Ces faits sont récents et ne représentent qu’un échantillon de ce qui se passe au QID, tous à l’insu et contre la volonté des agents de la brigade QID. La fête à Neu-Neu dans un établissement dit sécuritaire. Si ce n’était pas si grave, ça serait risible.
Que penser de la place du QID au sein de notre établissement ? La CGT-Pénitentiaire est en droit de se poser la question quand un rapport inter-services datant du 22 avril 2016 n’aborde pas le QID, comme s’il ne s’y passait rien. Que penser en effet, quand le QID n’est pas associé aux journées de cohésion, au même titre que le QPA et les postes fixes d’ailleurs ? La cohésion déjà existante de cette brigade est peut-être gênante pour certains membres de notre encadrement.
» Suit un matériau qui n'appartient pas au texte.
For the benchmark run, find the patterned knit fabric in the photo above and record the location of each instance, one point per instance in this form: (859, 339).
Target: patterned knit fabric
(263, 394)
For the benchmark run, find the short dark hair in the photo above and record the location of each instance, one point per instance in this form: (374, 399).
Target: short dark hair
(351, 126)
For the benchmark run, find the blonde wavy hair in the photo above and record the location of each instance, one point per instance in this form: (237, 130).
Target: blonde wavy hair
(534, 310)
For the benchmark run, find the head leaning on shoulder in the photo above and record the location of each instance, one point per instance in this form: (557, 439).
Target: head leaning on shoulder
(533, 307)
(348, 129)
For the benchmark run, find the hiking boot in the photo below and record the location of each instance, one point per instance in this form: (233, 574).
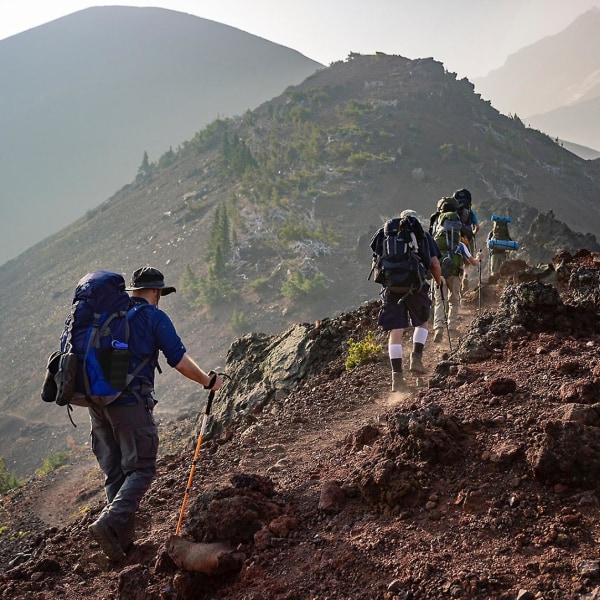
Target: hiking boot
(398, 383)
(107, 539)
(416, 364)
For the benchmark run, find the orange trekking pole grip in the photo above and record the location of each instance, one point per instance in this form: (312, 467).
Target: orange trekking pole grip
(205, 420)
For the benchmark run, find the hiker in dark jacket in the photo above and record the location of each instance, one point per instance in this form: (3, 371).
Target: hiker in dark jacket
(124, 434)
(401, 310)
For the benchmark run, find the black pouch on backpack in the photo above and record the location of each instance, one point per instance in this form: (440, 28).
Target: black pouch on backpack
(49, 389)
(65, 378)
(115, 366)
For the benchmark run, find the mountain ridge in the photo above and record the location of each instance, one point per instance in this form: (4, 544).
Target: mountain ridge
(106, 84)
(333, 156)
(533, 83)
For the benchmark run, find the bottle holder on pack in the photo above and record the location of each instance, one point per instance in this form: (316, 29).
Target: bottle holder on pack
(502, 245)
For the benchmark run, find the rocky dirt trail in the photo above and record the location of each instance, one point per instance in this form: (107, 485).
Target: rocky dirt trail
(482, 485)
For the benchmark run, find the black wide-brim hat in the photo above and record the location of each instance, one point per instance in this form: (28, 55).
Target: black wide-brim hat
(149, 278)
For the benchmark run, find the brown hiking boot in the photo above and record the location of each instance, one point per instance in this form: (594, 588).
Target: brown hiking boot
(398, 383)
(107, 539)
(416, 364)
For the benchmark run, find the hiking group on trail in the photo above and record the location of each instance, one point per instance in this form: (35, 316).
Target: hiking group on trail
(405, 258)
(114, 377)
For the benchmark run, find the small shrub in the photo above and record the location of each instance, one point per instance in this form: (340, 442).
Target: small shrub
(53, 462)
(362, 352)
(8, 480)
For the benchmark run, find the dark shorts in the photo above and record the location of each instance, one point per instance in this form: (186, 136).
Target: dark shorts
(400, 311)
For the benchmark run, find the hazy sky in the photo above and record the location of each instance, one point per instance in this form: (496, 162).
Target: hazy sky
(471, 37)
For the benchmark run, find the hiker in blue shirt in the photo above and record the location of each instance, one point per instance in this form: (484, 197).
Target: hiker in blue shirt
(124, 433)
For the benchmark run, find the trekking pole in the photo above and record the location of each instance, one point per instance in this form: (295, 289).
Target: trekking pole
(479, 268)
(446, 316)
(205, 421)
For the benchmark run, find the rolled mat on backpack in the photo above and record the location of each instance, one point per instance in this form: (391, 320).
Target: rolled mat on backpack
(502, 245)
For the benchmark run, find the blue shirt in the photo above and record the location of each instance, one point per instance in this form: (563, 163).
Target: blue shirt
(150, 331)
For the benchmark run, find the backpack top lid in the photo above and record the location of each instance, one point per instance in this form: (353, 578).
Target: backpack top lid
(103, 291)
(447, 204)
(463, 197)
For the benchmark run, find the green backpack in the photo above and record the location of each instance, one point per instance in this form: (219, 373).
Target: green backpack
(447, 233)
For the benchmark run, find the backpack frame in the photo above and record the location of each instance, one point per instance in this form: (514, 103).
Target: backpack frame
(92, 366)
(397, 263)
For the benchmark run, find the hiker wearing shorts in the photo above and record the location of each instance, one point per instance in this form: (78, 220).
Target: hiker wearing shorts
(400, 310)
(124, 434)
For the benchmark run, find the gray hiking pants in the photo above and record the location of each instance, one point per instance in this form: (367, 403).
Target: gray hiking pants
(451, 294)
(125, 443)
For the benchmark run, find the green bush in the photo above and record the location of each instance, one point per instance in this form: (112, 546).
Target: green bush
(53, 462)
(362, 352)
(8, 480)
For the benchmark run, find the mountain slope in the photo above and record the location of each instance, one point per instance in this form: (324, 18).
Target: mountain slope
(573, 122)
(484, 485)
(557, 72)
(314, 172)
(86, 95)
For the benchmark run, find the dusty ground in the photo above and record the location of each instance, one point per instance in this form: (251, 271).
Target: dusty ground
(483, 485)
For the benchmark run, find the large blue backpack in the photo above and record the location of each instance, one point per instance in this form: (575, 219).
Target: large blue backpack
(94, 344)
Leur expérience, leur connaissance du secteur, leur volonté à faire appliquer le règlement va incontestablement à l’encontre du tout permissif instauré depuis trop longtemps.
Le QID nécessite une gestion rigoureuse et adaptée, pas seulement par les agents de cette brigade, mais par tous. Comme l’a souligné notre Directeur dans sa note 159/NS/2016 : « Le surveillant est le chef de l’étage », l’Administration à le devoir de veiller à ce que ça ne reste pas des « paroles en l’air ». La CGT-Pénitentiaire se réserve le droit de porter à la connaissance du personnel du CP Condé sur Sarthe toutes informations liés aux dysfonctionnements du QID susceptibles de mettre en péril la sécurité des agents ou les désavouer.
La loi du silence instaurée au QID doit prendre fin.